# Wild Grinder Wobble. Please help!



## MidKnight (Aug 6, 2012)

Hello all:

A few days ago I posted about sharpening systems. Well, I bought the 8" Rikon Slow Speed Grinder at Woodcraft and sprung for the Wolverine jigs as well. 

I have mounted everything to my bench, however, the grinder/wheels have such extreme wobble as to render them unusable. I've read up on fixes. I've rotated the inside and outside washers. I've rotated the wheels. I've wire brushed the spindle and inside of washers. I've shimmed the washers. I used the washers from the other stone. I can't get it to reduce to a useable level!

Below is a video of the grinder with no shimming (can't figure out how to embed, so it's a link). Just stone and washers. Note that after it comes to a rest it REVERSES course as if it was totally unbalanced and the heavy side was coming to a rest at the bottom. 

Any help or ideas are welcome. Should I try to exchange this?

https://www.youtube.com/watch?v=v8NfEbP7POY&feature=youtu.be


----------



## robert421960 (Dec 9, 2010)

have you trued them with a diamond wheel dresser?
mine vibrated alot till i did that
like this
http://www.woodcraft.com/Product/2085990/43787/Diamond-Wheel-Dressing-Tool-120grit.aspx


----------



## MidKnight (Aug 6, 2012)

robert421960 said:


> have you trued them with a diamond wheel dresser?
> mine vibrated alot till i did that
> like this
> http://www.woodcraft.com/Product/2085990/43787/Diamond-Wheel-Dressing-Tool-120grit.aspx



The grinder came with one, but the problem isn't that it wobbles in and out (toward me and away) but from side to side. 

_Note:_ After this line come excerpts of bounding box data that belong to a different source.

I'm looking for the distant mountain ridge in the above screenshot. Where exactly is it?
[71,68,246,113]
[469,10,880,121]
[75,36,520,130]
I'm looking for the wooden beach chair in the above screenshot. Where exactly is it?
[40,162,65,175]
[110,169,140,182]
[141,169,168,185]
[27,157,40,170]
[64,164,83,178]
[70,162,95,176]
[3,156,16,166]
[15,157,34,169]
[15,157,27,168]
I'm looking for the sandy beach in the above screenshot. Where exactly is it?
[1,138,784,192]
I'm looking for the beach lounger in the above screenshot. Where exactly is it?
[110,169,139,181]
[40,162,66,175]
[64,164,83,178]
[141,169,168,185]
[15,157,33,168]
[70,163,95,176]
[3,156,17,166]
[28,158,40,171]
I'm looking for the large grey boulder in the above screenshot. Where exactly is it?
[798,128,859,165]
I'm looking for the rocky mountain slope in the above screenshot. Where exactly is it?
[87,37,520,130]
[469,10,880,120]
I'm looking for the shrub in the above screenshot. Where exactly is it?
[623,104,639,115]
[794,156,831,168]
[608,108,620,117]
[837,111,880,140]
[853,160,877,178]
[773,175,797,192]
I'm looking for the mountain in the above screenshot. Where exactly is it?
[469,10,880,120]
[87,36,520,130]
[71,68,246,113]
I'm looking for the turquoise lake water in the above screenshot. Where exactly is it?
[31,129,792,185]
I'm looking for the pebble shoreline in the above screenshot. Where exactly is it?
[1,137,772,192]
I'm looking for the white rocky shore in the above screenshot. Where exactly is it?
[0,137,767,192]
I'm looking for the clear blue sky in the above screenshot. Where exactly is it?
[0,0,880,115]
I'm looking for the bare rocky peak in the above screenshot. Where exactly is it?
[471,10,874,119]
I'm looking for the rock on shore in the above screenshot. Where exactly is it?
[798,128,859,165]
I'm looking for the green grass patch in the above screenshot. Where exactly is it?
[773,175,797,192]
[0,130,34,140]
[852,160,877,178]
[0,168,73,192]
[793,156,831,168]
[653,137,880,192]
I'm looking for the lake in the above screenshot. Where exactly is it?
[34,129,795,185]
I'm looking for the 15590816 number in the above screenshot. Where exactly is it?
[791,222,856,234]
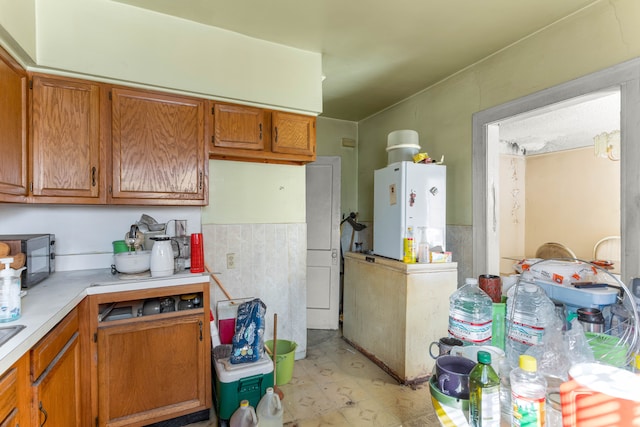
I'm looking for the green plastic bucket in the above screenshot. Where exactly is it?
[264,340,298,385]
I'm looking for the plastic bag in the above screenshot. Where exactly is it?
[563,318,595,365]
[229,298,267,364]
[526,316,571,380]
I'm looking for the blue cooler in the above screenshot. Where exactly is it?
[213,352,273,420]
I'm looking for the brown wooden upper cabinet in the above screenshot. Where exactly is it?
[109,87,208,205]
[21,74,208,206]
[0,48,28,201]
[30,74,106,204]
[209,101,316,164]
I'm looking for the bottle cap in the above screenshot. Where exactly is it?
[0,258,16,277]
[478,351,491,365]
[519,354,538,372]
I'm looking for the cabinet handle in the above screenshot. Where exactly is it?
[38,401,49,427]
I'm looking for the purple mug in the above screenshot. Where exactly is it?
[436,356,476,400]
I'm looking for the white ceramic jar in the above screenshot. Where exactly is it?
[149,234,174,277]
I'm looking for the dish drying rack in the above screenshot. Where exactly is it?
[513,258,640,370]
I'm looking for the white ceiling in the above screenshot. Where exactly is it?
[115,0,604,121]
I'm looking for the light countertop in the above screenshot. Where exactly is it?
[0,269,209,375]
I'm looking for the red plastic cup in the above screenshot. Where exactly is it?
[191,233,204,273]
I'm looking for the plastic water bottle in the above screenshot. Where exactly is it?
[469,351,500,427]
[0,258,24,322]
[505,282,557,367]
[256,387,283,427]
[449,279,493,345]
[511,354,547,427]
[229,400,258,427]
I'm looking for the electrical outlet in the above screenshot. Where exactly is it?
[227,254,236,270]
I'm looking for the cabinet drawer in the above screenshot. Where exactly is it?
[31,310,78,382]
[0,367,18,423]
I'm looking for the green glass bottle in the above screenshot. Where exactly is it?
[469,351,500,427]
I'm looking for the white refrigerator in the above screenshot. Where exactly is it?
[373,161,447,260]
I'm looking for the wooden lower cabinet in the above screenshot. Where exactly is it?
[31,333,82,427]
[91,284,211,427]
[0,353,29,427]
[28,309,83,427]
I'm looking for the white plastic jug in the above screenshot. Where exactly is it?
[149,235,174,277]
[257,387,283,427]
[0,258,24,322]
[229,400,258,427]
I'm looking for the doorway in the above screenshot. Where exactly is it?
[473,56,640,283]
[306,156,341,329]
[496,88,620,274]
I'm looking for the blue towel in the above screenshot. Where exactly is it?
[229,298,267,364]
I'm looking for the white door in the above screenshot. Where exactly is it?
[306,157,340,329]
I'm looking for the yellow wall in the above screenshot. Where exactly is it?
[358,0,640,225]
[499,154,527,273]
[525,147,620,261]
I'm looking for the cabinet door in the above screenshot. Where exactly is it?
[111,88,208,205]
[31,75,104,203]
[97,312,211,427]
[0,48,27,201]
[31,332,82,427]
[271,111,316,160]
[213,104,265,151]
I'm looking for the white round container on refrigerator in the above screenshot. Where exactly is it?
[387,129,420,165]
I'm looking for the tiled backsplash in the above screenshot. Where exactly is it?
[0,204,200,271]
[202,223,307,359]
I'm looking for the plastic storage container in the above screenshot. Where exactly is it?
[229,400,258,427]
[449,279,493,345]
[505,281,557,367]
[214,354,273,420]
[469,351,500,427]
[531,279,619,312]
[387,129,420,165]
[510,354,547,427]
[256,387,283,427]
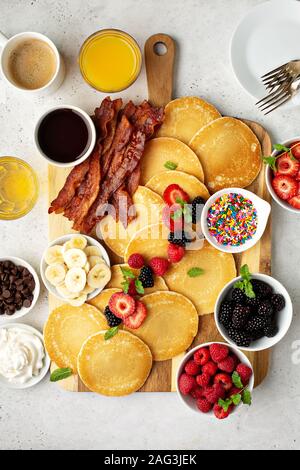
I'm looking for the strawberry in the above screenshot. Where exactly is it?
[163,184,190,207]
[124,300,147,330]
[209,343,229,364]
[178,374,197,395]
[109,292,135,320]
[194,348,213,366]
[272,175,298,201]
[213,405,233,419]
[168,243,185,263]
[276,153,300,176]
[214,374,232,391]
[128,253,145,269]
[288,195,300,209]
[149,257,169,276]
[236,364,253,385]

I think the wheel dresser only works in the other direction. Am I wrong?


----------



## robert421960 (Dec 9, 2010)

you are correct:thumbsup:
i would take it back and get another and run it while you are there to make sure it runs right


----------



## john lucas (Sep 18, 2007)

Sounds like you've done a lot. If the grinder is running true without the wheels then it has to be your washers, the stone or if it has some sizing washers in the stone hole then I would include that. 
The first thing to do is to rotate the stone and lock it down. It it wobbles do it again, and again etc until most or all of the wobble is gone. Typically on most less expensive grinders it's the washers that are the problem and sometimes you can shim them along with rotating the stone to get rid of the wobble. 
Once you get the side to side wobble you concentrate on the stones being out of round. A diamond hone with a jig to hold it is the best way to solve that problem. Start wheels and diamond hones held hand held don't necessarily true up a wheel and make it round. they are primarily used to simply clean or flatten the surface. Sometimes you can use the T shaped diamond hones resting on the tool rest to true a stone if you take light cuts. 
Here's my video. Hope it helps.


----------



## Cheyne55 (Dec 27, 2013)

I’ve been researching this topic for a few hours and found this post pretty helpful. Thanks for compiling the info in one spot.


----------



## MidKnight (Aug 6, 2012)

Well, I exchanged the defective Rikon for a new one. I have yet to tame all of it's own vibrations, but it was usable out of the box. I touched up my roughing gouge and spindle gouge. Wow. What a difference a few small seconds on the 120 stone makes. 

Also, the Wolverine jig is great. Just amazing. 

I got into turning a few short weeks ago and didn't have a way to sharpen (silly me). My tools dulled to a point that is embarrassing. So, I spent the last few weeks using dull dull dull tools... so my learning process was corrupted by it. I almost have to relearn my spindle gouge.


----------